The Metropolitan Police Federation, some of whose members will come in for far more scathing criticism than the defence lawyers, have accused the production of being selective and distorting.
The allegations have been rejected by Stephen Lawrence's parents, Doreen and Neville, and Granada TV.
But the shortcoming of the film is not so much whether or not it is faithful to the letter of what happened but the approach. The producers said they eschewed concentration on the personal rather than police procedure because that would be too neatly packaged and "bogus".
The corollary of this is that, despite a fine cast, there is a curious lack of continuity and a failure to fully convey not just the pain and anger of the Lawrences but the remorseless pattern of neglect and indifference which led to Stephen's killers escaping justice.

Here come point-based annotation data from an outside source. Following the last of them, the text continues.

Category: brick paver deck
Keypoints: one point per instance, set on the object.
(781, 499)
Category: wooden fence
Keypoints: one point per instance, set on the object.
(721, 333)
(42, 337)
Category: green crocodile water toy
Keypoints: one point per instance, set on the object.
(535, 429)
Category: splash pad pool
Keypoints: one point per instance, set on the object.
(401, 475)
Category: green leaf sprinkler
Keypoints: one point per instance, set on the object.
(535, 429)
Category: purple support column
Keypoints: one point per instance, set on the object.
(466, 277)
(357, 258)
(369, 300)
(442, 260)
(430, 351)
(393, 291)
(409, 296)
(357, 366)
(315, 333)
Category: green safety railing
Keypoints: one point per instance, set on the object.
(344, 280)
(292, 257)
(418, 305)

Occasionally the film does manage to convey the emotions Mr and Mrs Lawrence must have felt as well as their dignity - the pain of Mr Lawrence as he listens at the inquest to the details of the casual violence with which his son was killed, Mrs Lawrence watching the alleged killers exercising their right to silence and the burial of Stephen away from England are very moving. But they were exceptional moments which tended to highlight the flatness of the rest.
This is not to dismiss the contribution. It has, after all, got Mr and Mrs Lawrence's approval. No one knows more than them what it was like to go through what they did. That will guarantee the film's place in the history of Stephen's murder.